A composite metal foam developed at NC State University is tough enough to resist the force of a bullet, disintegrating it into minute particles upon impact. The foam is lighter than steel metal plating, and will likely see large implementation into aerospace, automotive, and military applications
The foam largely comprised of steel has been in development for five years as conducted by professor of mechanical and aerospace engineering at NC State, Afsaneh Rabiei. The video above demonstrates the incredibly tough characteristics of the CMF as a 7.62 x 63 millimeter M2 armor piercing projectile was shot directly at the metal which inflicted virtually no damage to the plate.
We could stop the bullet at a total thickness of less than an inch, while the indentation on the back was less than 8 millimeters,”
Rabiei says. He continues,
“To put that in context, the NIJ standard allows up to 44 millimeters indentation in the back of an armor.”
The results of the study conducted were published in 2015.

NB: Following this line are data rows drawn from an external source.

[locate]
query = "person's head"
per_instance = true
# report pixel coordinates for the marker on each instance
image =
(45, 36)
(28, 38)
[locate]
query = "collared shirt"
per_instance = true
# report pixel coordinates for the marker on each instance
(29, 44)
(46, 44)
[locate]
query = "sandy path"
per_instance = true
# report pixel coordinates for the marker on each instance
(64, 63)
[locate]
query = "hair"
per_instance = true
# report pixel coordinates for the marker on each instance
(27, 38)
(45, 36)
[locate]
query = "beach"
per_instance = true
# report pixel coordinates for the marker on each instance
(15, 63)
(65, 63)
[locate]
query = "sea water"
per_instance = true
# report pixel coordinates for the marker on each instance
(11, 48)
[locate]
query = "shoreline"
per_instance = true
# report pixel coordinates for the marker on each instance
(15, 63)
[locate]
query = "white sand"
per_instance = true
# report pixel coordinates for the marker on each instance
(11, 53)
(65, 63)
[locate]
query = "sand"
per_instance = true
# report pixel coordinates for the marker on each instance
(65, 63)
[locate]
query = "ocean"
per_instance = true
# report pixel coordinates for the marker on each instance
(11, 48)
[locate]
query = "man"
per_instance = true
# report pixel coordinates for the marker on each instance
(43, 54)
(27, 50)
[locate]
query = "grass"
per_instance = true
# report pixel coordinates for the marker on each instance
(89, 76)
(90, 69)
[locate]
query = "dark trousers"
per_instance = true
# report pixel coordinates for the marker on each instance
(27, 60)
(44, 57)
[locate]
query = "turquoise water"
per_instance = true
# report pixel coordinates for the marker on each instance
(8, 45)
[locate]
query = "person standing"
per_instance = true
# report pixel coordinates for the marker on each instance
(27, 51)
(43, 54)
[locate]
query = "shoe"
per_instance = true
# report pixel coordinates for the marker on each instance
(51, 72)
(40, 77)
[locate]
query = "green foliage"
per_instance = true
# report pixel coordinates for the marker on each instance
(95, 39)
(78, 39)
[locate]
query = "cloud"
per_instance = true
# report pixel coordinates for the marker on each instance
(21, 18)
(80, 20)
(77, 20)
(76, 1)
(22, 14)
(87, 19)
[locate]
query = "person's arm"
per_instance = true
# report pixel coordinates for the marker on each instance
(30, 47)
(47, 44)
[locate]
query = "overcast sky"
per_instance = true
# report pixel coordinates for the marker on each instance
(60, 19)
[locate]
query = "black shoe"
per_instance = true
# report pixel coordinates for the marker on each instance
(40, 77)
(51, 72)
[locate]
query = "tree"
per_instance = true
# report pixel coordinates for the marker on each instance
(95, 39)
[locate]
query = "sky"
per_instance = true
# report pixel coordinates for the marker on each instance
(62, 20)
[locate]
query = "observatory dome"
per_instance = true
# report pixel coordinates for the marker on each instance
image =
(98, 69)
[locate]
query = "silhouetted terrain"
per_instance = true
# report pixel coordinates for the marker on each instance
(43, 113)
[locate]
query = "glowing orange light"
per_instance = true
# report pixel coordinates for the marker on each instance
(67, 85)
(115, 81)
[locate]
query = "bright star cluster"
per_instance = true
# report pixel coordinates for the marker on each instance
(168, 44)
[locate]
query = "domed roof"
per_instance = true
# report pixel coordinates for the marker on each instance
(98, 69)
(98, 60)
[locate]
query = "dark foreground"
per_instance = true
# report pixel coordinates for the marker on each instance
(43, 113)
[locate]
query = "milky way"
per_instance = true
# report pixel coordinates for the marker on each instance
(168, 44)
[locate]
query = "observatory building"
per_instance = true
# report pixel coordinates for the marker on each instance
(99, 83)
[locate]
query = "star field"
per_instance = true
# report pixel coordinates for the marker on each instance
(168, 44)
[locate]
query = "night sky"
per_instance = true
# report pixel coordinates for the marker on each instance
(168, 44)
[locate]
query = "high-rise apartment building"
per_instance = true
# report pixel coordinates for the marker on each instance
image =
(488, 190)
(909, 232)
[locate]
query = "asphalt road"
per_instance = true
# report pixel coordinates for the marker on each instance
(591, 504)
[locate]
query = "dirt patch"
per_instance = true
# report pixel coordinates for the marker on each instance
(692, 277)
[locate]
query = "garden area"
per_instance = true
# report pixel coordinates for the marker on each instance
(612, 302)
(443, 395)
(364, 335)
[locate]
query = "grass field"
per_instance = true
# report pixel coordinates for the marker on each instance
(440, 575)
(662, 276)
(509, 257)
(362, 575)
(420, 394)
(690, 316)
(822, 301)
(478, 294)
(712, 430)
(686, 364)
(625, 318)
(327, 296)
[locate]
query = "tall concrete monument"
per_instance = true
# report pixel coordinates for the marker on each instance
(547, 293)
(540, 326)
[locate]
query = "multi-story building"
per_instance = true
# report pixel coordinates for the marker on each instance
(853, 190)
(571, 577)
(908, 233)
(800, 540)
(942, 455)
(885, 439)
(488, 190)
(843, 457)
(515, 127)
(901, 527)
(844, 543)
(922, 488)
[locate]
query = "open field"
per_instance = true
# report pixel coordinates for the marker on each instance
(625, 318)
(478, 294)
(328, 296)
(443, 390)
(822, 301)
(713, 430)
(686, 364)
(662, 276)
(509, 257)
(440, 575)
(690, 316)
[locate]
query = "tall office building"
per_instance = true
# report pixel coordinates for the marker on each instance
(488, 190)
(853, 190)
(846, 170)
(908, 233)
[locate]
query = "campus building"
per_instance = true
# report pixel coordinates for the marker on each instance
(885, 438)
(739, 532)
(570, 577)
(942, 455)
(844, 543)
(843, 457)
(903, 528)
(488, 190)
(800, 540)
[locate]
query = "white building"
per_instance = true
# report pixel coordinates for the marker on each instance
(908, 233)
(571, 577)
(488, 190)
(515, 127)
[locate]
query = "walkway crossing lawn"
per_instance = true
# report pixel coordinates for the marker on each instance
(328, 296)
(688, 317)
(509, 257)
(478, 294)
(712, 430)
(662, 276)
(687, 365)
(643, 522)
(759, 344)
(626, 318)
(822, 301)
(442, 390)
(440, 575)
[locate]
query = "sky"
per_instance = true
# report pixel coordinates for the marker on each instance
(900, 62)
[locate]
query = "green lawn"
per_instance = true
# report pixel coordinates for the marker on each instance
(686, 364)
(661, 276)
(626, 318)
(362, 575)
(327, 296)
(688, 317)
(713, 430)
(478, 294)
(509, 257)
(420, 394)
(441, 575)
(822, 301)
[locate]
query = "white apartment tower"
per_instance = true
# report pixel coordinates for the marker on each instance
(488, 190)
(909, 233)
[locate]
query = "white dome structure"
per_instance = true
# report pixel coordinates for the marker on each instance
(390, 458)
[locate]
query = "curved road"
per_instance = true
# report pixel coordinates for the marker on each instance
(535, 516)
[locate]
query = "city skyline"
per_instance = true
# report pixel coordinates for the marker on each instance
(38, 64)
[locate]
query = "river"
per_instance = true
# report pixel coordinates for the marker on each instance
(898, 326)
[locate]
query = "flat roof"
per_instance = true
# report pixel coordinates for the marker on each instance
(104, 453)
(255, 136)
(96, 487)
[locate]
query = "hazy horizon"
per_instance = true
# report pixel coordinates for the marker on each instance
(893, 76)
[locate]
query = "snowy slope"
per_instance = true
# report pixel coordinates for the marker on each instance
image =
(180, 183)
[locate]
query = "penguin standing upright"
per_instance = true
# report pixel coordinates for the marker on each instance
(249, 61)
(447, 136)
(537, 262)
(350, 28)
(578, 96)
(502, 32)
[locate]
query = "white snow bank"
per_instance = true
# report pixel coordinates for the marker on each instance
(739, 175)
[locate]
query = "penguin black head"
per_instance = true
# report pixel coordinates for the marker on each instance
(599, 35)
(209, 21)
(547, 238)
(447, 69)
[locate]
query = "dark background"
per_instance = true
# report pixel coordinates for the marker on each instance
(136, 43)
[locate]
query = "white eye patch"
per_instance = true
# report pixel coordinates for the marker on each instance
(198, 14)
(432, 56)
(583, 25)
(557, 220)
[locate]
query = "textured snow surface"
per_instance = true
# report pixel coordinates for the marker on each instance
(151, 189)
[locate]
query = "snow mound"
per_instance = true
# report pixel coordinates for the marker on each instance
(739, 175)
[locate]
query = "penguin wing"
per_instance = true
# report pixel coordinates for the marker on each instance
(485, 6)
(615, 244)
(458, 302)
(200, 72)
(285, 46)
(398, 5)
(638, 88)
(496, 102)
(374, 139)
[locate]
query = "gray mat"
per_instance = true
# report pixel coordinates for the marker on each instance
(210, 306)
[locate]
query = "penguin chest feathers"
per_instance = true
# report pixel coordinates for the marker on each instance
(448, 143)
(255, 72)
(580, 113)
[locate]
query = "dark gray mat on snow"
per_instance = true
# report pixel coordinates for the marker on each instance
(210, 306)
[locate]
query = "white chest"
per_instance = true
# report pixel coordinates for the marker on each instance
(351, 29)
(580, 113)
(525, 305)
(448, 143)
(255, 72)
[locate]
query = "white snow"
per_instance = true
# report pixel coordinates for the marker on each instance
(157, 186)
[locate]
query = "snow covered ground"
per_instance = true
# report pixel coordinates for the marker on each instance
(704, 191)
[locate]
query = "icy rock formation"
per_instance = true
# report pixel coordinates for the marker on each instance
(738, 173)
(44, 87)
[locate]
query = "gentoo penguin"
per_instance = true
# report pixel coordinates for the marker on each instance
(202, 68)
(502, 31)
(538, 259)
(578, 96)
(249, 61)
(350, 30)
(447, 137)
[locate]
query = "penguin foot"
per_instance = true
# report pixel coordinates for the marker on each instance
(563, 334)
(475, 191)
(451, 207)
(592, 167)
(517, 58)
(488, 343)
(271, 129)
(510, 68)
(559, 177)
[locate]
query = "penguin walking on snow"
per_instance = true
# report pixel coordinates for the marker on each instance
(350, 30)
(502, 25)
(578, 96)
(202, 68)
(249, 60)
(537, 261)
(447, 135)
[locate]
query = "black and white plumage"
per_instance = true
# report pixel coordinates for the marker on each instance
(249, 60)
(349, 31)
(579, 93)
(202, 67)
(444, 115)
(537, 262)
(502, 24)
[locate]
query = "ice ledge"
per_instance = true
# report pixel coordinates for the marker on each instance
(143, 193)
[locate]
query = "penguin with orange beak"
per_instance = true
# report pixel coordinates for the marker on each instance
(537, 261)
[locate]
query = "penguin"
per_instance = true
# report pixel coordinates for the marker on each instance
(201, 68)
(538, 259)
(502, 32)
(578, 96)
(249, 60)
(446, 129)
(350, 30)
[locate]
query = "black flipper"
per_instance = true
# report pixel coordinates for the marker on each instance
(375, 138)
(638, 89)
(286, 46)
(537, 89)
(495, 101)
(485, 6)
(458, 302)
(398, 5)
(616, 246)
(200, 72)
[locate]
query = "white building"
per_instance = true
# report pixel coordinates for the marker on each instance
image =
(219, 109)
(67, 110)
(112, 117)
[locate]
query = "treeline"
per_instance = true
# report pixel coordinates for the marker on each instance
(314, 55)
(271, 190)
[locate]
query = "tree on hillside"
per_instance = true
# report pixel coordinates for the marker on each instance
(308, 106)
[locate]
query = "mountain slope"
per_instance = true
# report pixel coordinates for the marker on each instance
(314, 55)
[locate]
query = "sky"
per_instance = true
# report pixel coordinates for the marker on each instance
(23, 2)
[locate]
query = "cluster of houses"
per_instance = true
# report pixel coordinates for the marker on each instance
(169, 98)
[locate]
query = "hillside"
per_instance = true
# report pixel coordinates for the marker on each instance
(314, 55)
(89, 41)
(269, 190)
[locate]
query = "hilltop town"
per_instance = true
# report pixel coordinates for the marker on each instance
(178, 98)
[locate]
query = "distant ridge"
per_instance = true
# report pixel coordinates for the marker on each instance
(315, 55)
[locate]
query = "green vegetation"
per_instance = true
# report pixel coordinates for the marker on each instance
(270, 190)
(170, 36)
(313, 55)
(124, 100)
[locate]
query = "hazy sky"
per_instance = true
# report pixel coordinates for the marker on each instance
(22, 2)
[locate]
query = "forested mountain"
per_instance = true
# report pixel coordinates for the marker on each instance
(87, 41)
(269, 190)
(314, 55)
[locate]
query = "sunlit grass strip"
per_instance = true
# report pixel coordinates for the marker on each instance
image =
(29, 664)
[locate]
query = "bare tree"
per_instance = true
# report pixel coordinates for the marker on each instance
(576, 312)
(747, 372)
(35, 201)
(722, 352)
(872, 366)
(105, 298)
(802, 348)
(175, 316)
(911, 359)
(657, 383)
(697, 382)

The CMF can be developed in various ways. Essentially, a gas must be introduced into the foam to create the bubbles within. This can be achieved by melting the material and directly injecting a gas into the molten material (see diagram below). Other methods include adding blowing agents which evaporate at a lower temperature, off-gassing in the liquid metal. Pressurized hydrogen can also be used. The end result is a low density, incredibly strong metallic structure.
[Image Source: TMS]
However, toughness and light materials are not the only desirable traits across all industries. For instance, spacecraft and nuclear waste shipping containers are required to be immensely tough while simultaneously being able to withstand large quantities of heat and other forms of radiation. After another study was conducted later that year, the CMF revealed they are superb at blocking X-rays, gamma rays and neutron radiation while also absorbing the massive amounts of energy in the unfortunate event of a crash.
“This work means there’s an opportunity to use composite metal foam to develop safer systems for transporting nuclear waste, more efficient designs for spacecraft and nuclear structures, and new shielding for use in CT scanners,”
The metal foams are also twice as effective as blocking heat compared to solid metallic counterparts of the same material. The bubbles within the metal act as insulators, only allowing heat to be conducted through the thin walls of the metal, extending the distance the heat travels as it curves and bends around the bubbles. The bubbles also act as shock absorbers, enabling the metal to be compressed more without compromising the structural integrity.
The technology behind the CMFs is only just becoming thoroughly understood. In future applications, many industries could be optimized and made many magnitudes more safe with the implementation of this metallic foam that is strong enough to obliterate an armor piercing round.